Fruit growers voice their frustrations

Okanagan Tree Fruit Co-operative meeting proves to be contentious as some growers frustrated by co-op fruit selling policies.

It was a fractious meeting that saw hundreds of orchardists gather in Peachland from around the Okanagan and Similkameen Valleys Thursday afternoon to turf out two of three incumbents on the board of the Okanagan Tree Fruit Co-operative and replace them with growers calling for changes.

Exactly what changes they wish to make remains to be seen because in their three-minute talks prior to election, most were not specific.

However, there were some shrill voices raised during the business discussions at the five-hour meeting and a lot of finger pointing.

Elected to represent the northern half of the valley on the 10-member board was Karmjit Gill of Kelowna, while Kirpal Boparai and Colin Pritchard, also of Kelowna, tied for the second northern post on the board.

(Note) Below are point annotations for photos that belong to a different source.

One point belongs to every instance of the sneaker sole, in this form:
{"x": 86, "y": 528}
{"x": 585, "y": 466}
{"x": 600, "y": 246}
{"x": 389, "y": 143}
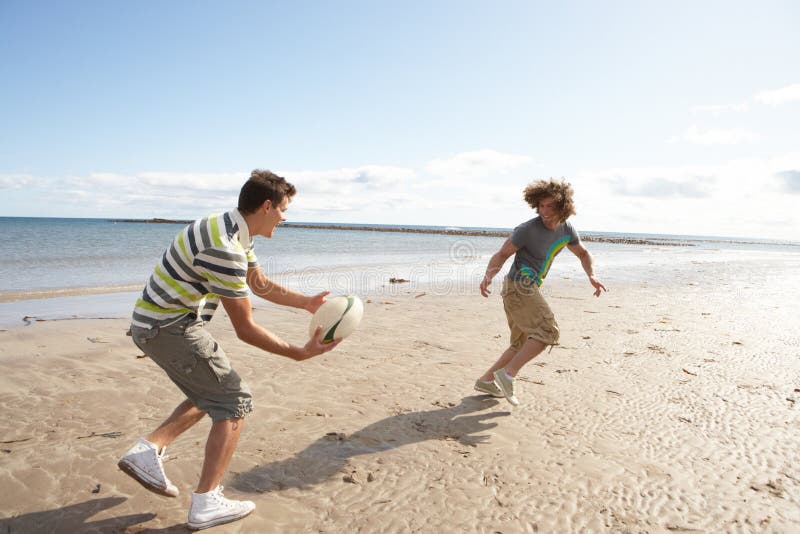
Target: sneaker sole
{"x": 490, "y": 393}
{"x": 218, "y": 521}
{"x": 134, "y": 474}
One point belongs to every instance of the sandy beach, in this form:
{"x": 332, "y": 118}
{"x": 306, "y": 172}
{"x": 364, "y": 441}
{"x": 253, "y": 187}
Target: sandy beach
{"x": 668, "y": 407}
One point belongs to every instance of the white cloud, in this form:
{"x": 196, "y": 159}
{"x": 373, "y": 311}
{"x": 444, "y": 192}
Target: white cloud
{"x": 18, "y": 181}
{"x": 484, "y": 163}
{"x": 731, "y": 136}
{"x": 780, "y": 96}
{"x": 717, "y": 110}
{"x": 745, "y": 197}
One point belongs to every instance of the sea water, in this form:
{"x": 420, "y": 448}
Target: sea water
{"x": 46, "y": 254}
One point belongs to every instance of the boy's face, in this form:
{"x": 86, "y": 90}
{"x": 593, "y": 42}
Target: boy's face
{"x": 548, "y": 211}
{"x": 275, "y": 216}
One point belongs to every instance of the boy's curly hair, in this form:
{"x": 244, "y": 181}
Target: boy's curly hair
{"x": 560, "y": 191}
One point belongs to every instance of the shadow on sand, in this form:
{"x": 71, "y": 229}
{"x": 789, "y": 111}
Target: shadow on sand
{"x": 74, "y": 518}
{"x": 330, "y": 454}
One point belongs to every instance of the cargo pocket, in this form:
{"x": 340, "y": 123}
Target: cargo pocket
{"x": 209, "y": 354}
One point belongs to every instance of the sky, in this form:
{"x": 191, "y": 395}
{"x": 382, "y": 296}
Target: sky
{"x": 666, "y": 117}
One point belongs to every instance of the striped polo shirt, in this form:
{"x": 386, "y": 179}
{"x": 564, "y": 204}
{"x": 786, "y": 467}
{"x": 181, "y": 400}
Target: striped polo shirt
{"x": 208, "y": 259}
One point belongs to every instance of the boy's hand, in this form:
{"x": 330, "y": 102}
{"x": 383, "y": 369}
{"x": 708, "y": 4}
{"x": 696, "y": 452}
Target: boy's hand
{"x": 597, "y": 286}
{"x": 316, "y": 301}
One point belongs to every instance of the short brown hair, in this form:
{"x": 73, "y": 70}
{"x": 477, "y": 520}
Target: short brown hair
{"x": 560, "y": 191}
{"x": 263, "y": 185}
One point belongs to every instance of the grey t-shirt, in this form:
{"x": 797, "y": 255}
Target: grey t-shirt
{"x": 538, "y": 246}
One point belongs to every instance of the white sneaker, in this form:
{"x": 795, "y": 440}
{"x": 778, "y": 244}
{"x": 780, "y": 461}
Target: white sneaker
{"x": 212, "y": 508}
{"x": 489, "y": 388}
{"x": 145, "y": 465}
{"x": 506, "y": 384}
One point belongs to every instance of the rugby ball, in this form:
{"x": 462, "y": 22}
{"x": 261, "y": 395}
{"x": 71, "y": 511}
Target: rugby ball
{"x": 338, "y": 316}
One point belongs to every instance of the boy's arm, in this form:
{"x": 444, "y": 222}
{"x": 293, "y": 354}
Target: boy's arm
{"x": 588, "y": 265}
{"x": 496, "y": 263}
{"x": 240, "y": 314}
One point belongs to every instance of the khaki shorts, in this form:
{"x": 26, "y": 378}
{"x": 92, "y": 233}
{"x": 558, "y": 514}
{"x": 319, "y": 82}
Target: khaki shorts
{"x": 529, "y": 316}
{"x": 196, "y": 363}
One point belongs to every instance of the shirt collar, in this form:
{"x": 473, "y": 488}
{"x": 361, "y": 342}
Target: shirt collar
{"x": 244, "y": 231}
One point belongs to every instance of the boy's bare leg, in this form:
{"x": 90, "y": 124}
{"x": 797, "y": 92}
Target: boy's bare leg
{"x": 506, "y": 357}
{"x": 221, "y": 444}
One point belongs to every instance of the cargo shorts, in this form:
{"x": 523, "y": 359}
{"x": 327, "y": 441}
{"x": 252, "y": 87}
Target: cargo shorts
{"x": 528, "y": 314}
{"x": 196, "y": 363}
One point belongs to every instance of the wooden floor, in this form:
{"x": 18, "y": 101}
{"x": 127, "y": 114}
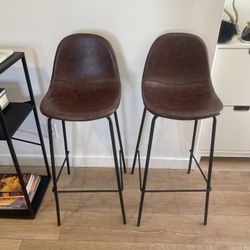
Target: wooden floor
{"x": 170, "y": 221}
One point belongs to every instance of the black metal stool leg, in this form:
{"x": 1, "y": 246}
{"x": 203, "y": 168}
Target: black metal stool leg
{"x": 117, "y": 169}
{"x": 54, "y": 172}
{"x": 66, "y": 146}
{"x": 138, "y": 140}
{"x": 210, "y": 170}
{"x": 192, "y": 146}
{"x": 120, "y": 142}
{"x": 146, "y": 169}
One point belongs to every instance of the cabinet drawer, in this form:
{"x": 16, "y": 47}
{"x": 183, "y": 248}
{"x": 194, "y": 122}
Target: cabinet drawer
{"x": 232, "y": 134}
{"x": 231, "y": 76}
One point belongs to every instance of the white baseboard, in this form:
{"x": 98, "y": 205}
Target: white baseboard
{"x": 221, "y": 153}
{"x": 97, "y": 161}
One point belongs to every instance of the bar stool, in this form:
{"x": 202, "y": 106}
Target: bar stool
{"x": 85, "y": 86}
{"x": 176, "y": 84}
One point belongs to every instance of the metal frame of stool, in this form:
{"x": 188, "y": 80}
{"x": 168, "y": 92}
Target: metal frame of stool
{"x": 118, "y": 167}
{"x": 207, "y": 177}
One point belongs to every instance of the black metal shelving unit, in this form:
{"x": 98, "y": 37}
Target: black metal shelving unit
{"x": 11, "y": 119}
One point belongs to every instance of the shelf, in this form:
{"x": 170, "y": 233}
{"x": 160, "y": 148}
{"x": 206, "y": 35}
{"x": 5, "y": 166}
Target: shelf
{"x": 14, "y": 115}
{"x": 25, "y": 213}
{"x": 10, "y": 61}
{"x": 12, "y": 118}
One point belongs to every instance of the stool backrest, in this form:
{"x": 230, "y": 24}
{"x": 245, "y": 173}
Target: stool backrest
{"x": 84, "y": 58}
{"x": 177, "y": 58}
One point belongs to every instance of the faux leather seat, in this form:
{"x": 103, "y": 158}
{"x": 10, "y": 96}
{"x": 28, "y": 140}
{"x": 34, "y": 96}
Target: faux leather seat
{"x": 85, "y": 86}
{"x": 85, "y": 83}
{"x": 176, "y": 84}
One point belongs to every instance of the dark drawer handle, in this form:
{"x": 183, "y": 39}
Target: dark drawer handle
{"x": 241, "y": 108}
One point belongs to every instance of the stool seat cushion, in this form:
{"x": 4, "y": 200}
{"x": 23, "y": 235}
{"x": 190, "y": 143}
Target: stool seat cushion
{"x": 182, "y": 102}
{"x": 176, "y": 81}
{"x": 81, "y": 101}
{"x": 85, "y": 83}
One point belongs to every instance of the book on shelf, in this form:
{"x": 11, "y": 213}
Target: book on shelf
{"x": 5, "y": 53}
{"x": 11, "y": 195}
{"x": 3, "y": 99}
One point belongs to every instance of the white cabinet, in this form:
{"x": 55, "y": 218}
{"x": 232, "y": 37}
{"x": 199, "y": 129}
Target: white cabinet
{"x": 231, "y": 81}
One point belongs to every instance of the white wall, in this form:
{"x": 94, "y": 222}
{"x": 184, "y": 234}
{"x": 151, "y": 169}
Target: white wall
{"x": 243, "y": 8}
{"x": 131, "y": 26}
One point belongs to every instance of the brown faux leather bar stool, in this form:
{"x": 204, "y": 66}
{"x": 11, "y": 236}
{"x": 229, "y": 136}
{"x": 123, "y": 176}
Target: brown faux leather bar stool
{"x": 176, "y": 84}
{"x": 85, "y": 86}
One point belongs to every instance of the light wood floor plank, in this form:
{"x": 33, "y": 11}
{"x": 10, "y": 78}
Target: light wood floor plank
{"x": 10, "y": 244}
{"x": 170, "y": 221}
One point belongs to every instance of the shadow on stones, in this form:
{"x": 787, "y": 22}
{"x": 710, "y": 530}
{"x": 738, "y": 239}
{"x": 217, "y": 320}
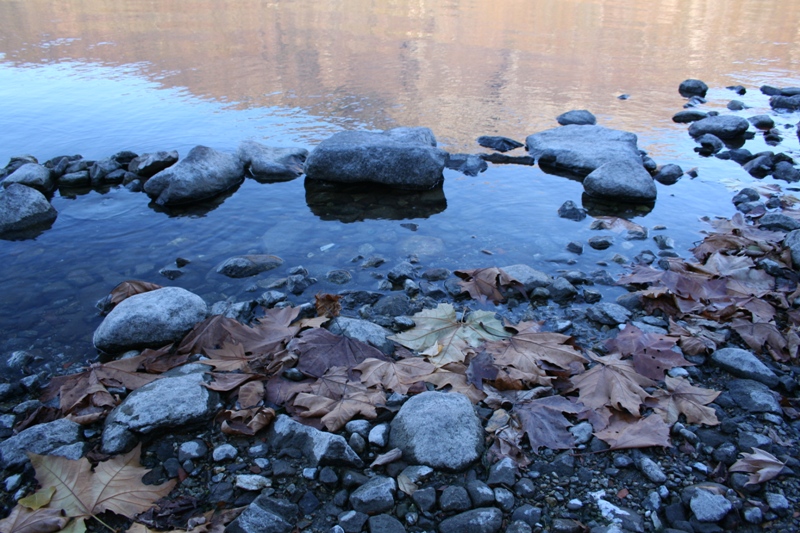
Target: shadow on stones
{"x": 356, "y": 202}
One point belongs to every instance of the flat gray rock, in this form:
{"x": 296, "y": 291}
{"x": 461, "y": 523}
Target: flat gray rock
{"x": 320, "y": 447}
{"x": 42, "y": 439}
{"x": 582, "y": 149}
{"x": 405, "y": 158}
{"x": 625, "y": 180}
{"x": 23, "y": 208}
{"x": 438, "y": 429}
{"x": 744, "y": 364}
{"x": 723, "y": 126}
{"x": 178, "y": 399}
{"x": 271, "y": 163}
{"x": 33, "y": 175}
{"x": 150, "y": 320}
{"x": 202, "y": 174}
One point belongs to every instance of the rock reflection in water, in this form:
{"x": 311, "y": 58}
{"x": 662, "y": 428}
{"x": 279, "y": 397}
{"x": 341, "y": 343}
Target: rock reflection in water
{"x": 353, "y": 203}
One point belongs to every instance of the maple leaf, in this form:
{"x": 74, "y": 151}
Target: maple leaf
{"x": 444, "y": 338}
{"x": 612, "y": 382}
{"x": 544, "y": 423}
{"x": 395, "y": 376}
{"x": 625, "y": 431}
{"x": 483, "y": 283}
{"x": 24, "y": 520}
{"x": 761, "y": 465}
{"x": 682, "y": 397}
{"x": 319, "y": 350}
{"x": 115, "y": 485}
{"x": 652, "y": 353}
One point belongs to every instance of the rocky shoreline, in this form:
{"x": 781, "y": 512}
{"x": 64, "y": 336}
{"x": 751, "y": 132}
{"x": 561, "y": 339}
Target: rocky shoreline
{"x": 455, "y": 445}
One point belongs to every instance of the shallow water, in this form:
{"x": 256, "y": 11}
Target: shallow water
{"x": 96, "y": 77}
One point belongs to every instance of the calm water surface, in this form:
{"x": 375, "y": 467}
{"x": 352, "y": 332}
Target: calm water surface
{"x": 94, "y": 77}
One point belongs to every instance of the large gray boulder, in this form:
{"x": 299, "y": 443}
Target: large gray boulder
{"x": 271, "y": 163}
{"x": 582, "y": 149}
{"x": 438, "y": 429}
{"x": 33, "y": 175}
{"x": 150, "y": 320}
{"x": 23, "y": 208}
{"x": 51, "y": 438}
{"x": 202, "y": 174}
{"x": 625, "y": 180}
{"x": 319, "y": 447}
{"x": 405, "y": 158}
{"x": 723, "y": 126}
{"x": 179, "y": 399}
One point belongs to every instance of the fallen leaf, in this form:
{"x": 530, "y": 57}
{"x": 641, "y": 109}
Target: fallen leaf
{"x": 681, "y": 397}
{"x": 444, "y": 338}
{"x": 24, "y": 520}
{"x": 761, "y": 465}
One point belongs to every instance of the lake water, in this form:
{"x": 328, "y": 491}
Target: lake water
{"x": 98, "y": 76}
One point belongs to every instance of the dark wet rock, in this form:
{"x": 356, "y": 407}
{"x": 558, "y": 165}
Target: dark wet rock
{"x": 582, "y": 149}
{"x": 762, "y": 122}
{"x": 689, "y": 115}
{"x": 571, "y": 211}
{"x": 243, "y": 266}
{"x": 753, "y": 396}
{"x": 179, "y": 399}
{"x": 692, "y": 87}
{"x": 483, "y": 520}
{"x": 501, "y": 144}
{"x": 271, "y": 163}
{"x": 725, "y": 127}
{"x": 32, "y": 175}
{"x": 23, "y": 208}
{"x": 364, "y": 331}
{"x": 785, "y": 103}
{"x": 151, "y": 319}
{"x": 467, "y": 164}
{"x": 50, "y": 438}
{"x": 439, "y": 430}
{"x": 608, "y": 313}
{"x": 147, "y": 165}
{"x": 202, "y": 174}
{"x": 668, "y": 174}
{"x": 375, "y": 496}
{"x": 709, "y": 144}
{"x": 580, "y": 117}
{"x": 405, "y": 158}
{"x": 778, "y": 222}
{"x": 785, "y": 171}
{"x": 266, "y": 515}
{"x": 454, "y": 499}
{"x": 624, "y": 181}
{"x": 319, "y": 447}
{"x": 792, "y": 242}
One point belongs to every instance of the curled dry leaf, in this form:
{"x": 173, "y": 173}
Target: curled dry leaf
{"x": 761, "y": 465}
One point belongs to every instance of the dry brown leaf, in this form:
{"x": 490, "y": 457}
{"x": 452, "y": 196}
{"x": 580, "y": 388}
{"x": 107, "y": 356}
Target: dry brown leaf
{"x": 761, "y": 465}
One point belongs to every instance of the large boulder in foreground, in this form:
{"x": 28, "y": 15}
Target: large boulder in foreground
{"x": 150, "y": 320}
{"x": 581, "y": 149}
{"x": 202, "y": 174}
{"x": 624, "y": 181}
{"x": 438, "y": 429}
{"x": 271, "y": 163}
{"x": 23, "y": 208}
{"x": 179, "y": 399}
{"x": 405, "y": 158}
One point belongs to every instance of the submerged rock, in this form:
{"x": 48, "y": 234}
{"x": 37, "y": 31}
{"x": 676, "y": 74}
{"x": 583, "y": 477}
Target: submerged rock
{"x": 202, "y": 174}
{"x": 406, "y": 158}
{"x": 151, "y": 319}
{"x": 23, "y": 208}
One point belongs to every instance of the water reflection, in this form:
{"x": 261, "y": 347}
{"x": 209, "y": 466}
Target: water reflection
{"x": 355, "y": 203}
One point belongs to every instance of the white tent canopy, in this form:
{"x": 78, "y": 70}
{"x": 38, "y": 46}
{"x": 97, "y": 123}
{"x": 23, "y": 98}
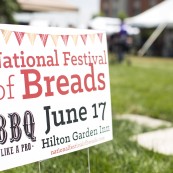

Defeated was incumbent Steve Day, along with Brian Porter, both of Kelowna. Jim Elliot of Oyama did not stand for re-election, after serving the first three years of the newly-amalgamated co-operative’s existence as president of the board.

In the south, Ron Vollo of Summerland was re-elected, and Darshan Jassar of Penticton unseated incumbent Claude Moreira on the board.

The other board members are Sam DiMaria of Kelowna, Malcolm Mitchell of Winfield, Philip Patara of Kelowna, Nirmal Dhaliwal of Oliver and Jack Machial of Oliver.

Immediately following the annual general meeting of the OTFC, board members voted Pritchard onto the board, so Boparai was defeated in his bid for a seat.

The board also elected Rob Dawson of Cawston as interim president, until a special meeting set for Nov. 9.

Growers complained that they are not making a living in the tree fruit industry, and some suggested the co-operative should take lower quality fruit, rather than diverting it to be processed, which pays just a few cents a pound.

“You’re grading us out of business,” claimed Kelowna grower Brian Witzke, but Elliot said customers demand high quality or they’ll buy their fruit from other producers.

Growers also learned about plans for modernizing the packinghouse infrastructure and about plans for a new CanadaGap certification program for the tree fruit industry.